Camiones carretera Alemania

La ETF aboga por la aplicación del salario mínimo en el país a los conductores extranjeros.

Nota de la ETF sobre la aplicación del salario mínimo en el transporte por carretera internacionalque se puede descargar en este enlace (disponible en formato pdf, de 5 páginas, 246 Kb).
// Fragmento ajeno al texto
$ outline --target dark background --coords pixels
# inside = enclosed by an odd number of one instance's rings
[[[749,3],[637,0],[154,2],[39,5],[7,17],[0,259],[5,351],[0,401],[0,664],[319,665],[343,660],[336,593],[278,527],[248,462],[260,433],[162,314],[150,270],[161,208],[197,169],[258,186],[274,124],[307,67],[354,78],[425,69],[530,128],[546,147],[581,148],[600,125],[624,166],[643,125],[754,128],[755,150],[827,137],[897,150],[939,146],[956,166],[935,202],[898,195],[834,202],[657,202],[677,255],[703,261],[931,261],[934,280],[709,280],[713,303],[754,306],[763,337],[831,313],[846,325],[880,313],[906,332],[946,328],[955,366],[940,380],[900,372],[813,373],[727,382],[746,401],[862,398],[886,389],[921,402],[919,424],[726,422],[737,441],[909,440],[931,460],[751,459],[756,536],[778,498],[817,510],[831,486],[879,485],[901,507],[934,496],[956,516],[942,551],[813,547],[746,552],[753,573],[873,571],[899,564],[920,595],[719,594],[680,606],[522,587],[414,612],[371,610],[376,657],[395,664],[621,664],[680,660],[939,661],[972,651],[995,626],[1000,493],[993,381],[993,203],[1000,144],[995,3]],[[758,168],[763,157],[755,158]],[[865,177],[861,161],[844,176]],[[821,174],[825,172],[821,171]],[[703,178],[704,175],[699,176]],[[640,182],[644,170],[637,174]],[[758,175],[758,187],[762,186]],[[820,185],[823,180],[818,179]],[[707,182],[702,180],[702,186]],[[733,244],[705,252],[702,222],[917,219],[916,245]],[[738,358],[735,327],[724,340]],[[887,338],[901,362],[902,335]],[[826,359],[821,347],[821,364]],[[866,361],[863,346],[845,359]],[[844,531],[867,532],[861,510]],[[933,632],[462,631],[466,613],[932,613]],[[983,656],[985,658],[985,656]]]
La Federación Europea de los Trabajadores del Transporte (ETF), a la que pertenece el sindicato CCOO, ha emitido recientemente una nota en la que explica la aplicación del salario mínimo nacional en el sector de carretera, como medida impuesta por la legislación de la UE.

Este documento justifica, con argumentos jurídicos basados en las leyes y jurisprudencia europeas que, como regla general, el salario mínimo y las condiciones de cualquier Estado miembro se aplicará a cualquier conductor profesional que trabaje en el mismo, o desde el mismo, si se cumplen las condiciones establecidas por la Directiva sobre desplazamiento de trabajadores o por el Reglamento Roma I.

Según la ETF, esto es de aplicación independientemente de la nacionalidad del conductor y del tipo de transporte que ejecuta, es decir, se aplicaría tanto al cabotaje, medida que se está impulsando en Francia, como al transporte transfronterizo, al transporte combinado y al transporte internacional, medida que ha propuesto Alemania pero que actualmente se encuentra suspendida mientras la Comisión Europea analiza su legalidad.

Con respecto a esta medida alemana, la ETF ya se mostró a favor recordando que la misma forma parte de un conjunto de medidas adoptadas con el fin de abordar el “fenómeno masivo” de dumping social, que “es un verdadero estigma en el sector del transporte por carretera”.

Por el mismo motivo, desde la organización han instado durante los últimos meses a la Comisión Europea a tomar medidas para mejorar sustancialmente la “crítica situación laboral y social en el sector” .

Ahora, la nota explicativa recientemente emitida en apoyo a la aplicación de estas medidas se basa en la Directiva sobre Desplazamiento de Trabajadores, Directiva 96/71/CE, el Reglamento Roma I, y la sentencia del Tribunal Europeo de Justicia en el caso Koelzsch de 15 de marzo de 2011.